I wrote a pages-long comment that haloscan (irony of ironies) seems to have lost -- so I'll attempt to repeat myself here --

I often, often find myself toning down my gratitude so as to keep it within the supposedly "normal" range. I used to view this tendency to effusion with suspicion. Now I'm more prone to think of it as an unfashionable accuracy.

The prospect of being without words terrifies me. Funny that it should, since I'm so often dissatisfied with them, disappointed in them for not be able to break me out of my solitude. But facility with words is maybe my most deeply treasured personal territory. It's only today that I've recognised that my recent crisis over whether to keep a practice journal is not a detour or a side-issue, but the main road of the dharma -- this is the deepest attachment I have. "Can't I practice the dharma and lose all my other attachments, but keep just this little one?" -- a dead give away that I've come to the central issue.

I remember vividly learning to read, the sense of triumph, of coming into my heritage. I keep learning new languages partly, I think, chasing the echo of that triumph.
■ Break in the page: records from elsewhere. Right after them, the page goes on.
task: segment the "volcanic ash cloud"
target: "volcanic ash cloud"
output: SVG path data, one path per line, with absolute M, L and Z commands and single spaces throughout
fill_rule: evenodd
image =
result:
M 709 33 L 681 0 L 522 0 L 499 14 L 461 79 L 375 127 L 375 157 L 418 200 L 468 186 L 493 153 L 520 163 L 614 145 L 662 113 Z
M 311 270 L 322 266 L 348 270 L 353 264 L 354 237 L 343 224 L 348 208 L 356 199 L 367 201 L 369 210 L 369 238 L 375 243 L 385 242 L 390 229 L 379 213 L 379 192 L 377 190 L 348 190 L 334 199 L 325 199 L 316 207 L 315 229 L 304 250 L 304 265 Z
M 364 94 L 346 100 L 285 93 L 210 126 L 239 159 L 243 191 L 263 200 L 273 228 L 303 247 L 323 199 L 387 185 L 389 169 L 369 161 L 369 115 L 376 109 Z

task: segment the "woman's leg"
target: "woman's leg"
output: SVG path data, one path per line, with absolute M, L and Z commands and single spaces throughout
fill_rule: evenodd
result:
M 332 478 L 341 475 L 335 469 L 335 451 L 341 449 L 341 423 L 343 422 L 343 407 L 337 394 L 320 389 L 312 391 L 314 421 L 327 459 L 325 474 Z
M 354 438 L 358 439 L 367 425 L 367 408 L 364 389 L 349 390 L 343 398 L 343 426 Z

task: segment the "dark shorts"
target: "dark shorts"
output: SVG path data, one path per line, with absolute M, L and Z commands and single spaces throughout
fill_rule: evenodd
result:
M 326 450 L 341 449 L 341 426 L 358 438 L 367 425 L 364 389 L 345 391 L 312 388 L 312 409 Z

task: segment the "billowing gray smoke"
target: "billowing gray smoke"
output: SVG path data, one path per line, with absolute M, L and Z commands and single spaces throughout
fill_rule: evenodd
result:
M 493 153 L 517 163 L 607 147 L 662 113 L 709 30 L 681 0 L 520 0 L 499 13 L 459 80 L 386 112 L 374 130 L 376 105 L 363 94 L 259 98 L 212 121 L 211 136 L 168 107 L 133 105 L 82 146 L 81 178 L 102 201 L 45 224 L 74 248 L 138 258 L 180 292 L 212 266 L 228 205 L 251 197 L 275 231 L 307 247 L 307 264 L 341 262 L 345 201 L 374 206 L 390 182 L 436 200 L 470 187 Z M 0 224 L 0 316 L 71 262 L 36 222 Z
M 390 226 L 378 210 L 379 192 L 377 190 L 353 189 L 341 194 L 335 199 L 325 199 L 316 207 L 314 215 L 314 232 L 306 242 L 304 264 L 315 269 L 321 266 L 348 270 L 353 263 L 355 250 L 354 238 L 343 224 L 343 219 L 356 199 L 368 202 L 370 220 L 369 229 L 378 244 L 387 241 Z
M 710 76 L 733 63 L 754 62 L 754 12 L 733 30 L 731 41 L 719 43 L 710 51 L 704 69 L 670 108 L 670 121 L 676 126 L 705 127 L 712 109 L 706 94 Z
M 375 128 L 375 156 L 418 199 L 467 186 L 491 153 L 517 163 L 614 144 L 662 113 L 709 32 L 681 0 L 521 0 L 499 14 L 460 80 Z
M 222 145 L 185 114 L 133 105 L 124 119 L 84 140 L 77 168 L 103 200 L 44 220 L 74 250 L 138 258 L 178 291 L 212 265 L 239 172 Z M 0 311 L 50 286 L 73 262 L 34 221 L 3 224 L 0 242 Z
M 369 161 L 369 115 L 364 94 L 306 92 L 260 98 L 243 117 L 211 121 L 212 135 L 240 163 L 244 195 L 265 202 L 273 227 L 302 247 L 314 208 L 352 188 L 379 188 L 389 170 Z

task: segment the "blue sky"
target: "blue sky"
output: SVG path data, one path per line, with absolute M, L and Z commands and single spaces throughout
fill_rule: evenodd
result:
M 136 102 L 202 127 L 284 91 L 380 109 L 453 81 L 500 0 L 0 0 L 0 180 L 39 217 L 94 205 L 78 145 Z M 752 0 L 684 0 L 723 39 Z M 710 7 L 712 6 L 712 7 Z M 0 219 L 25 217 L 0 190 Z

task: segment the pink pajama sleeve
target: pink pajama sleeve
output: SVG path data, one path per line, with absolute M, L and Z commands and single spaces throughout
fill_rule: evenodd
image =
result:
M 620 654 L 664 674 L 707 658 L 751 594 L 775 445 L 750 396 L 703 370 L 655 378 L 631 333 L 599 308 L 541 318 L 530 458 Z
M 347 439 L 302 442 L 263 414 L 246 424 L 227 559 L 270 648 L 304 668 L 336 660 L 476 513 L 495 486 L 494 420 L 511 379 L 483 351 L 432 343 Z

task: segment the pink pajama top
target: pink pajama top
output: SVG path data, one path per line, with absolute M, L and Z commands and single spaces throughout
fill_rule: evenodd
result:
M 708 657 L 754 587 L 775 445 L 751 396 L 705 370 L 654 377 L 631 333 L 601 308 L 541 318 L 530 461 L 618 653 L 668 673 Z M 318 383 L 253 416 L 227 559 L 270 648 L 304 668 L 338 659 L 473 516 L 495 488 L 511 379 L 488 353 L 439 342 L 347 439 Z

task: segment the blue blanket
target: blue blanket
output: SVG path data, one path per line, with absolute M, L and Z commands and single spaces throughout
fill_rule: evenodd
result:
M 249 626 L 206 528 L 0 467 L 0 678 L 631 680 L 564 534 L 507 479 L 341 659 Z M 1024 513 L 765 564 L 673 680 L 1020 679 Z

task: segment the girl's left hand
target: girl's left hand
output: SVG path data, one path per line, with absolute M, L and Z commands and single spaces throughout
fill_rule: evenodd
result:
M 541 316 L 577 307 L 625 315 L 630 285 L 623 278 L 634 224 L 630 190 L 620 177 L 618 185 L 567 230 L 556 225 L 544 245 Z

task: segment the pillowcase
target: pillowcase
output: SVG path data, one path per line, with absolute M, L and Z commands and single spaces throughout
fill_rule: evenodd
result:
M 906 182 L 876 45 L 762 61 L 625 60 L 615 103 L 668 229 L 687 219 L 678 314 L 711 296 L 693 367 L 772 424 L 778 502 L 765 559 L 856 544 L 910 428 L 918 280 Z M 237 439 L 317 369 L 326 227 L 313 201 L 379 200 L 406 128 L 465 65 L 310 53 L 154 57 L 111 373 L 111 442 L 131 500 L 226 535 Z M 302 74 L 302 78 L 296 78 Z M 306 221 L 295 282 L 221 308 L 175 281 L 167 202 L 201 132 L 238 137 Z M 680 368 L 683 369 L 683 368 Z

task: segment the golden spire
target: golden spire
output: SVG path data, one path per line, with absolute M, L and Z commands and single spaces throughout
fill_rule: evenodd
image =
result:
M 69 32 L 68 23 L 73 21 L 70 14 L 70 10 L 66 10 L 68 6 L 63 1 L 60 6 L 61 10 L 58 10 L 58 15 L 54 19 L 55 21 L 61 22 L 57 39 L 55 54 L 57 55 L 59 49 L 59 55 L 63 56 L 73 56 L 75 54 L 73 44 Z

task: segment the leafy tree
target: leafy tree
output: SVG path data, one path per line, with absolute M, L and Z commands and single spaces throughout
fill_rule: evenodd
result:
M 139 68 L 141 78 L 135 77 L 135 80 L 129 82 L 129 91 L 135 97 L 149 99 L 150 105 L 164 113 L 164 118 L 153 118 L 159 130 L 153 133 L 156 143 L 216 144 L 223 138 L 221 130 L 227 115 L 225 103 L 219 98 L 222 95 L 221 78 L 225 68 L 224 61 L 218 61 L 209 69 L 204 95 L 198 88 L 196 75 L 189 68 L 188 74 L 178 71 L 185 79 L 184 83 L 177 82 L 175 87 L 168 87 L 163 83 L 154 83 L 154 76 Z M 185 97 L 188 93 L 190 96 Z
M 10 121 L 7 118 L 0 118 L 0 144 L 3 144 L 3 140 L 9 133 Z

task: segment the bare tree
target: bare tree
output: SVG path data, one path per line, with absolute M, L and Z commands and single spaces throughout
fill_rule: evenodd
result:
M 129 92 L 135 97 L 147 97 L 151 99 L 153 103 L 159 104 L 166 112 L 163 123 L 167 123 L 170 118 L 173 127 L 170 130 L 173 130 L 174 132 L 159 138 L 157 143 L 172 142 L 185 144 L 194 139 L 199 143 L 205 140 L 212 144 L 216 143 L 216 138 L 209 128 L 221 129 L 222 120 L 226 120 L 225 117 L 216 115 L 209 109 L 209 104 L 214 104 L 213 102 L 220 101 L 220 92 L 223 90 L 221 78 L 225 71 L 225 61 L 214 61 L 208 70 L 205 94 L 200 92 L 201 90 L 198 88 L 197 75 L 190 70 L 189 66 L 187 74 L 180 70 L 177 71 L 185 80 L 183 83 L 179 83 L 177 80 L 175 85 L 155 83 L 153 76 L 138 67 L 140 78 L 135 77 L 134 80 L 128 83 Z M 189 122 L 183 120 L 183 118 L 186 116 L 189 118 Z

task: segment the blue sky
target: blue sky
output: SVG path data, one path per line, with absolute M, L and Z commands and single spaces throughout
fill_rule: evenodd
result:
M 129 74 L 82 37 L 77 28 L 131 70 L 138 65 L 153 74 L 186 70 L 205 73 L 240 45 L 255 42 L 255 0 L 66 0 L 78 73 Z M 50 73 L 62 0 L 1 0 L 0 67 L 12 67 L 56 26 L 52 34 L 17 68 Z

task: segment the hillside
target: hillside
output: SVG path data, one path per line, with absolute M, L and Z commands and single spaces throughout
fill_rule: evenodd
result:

A second funny thing, for someone so wrapped up in words, is that I don't really believe them. "Words, words, words... why, it says here that old men have gray beards!" Words are evasions, spins, cover-ups, weapons, substitutes. "En arxe en o logos" -- "In the beginning was the word" -- has always struck me as preposterous. Words come after.

Revealing a tendency to hypergraphia myself, here, and I'm not at all sure where I'm coming from or where I'm headed with it. I think I'm working my way around to my own obscure version of "thank you."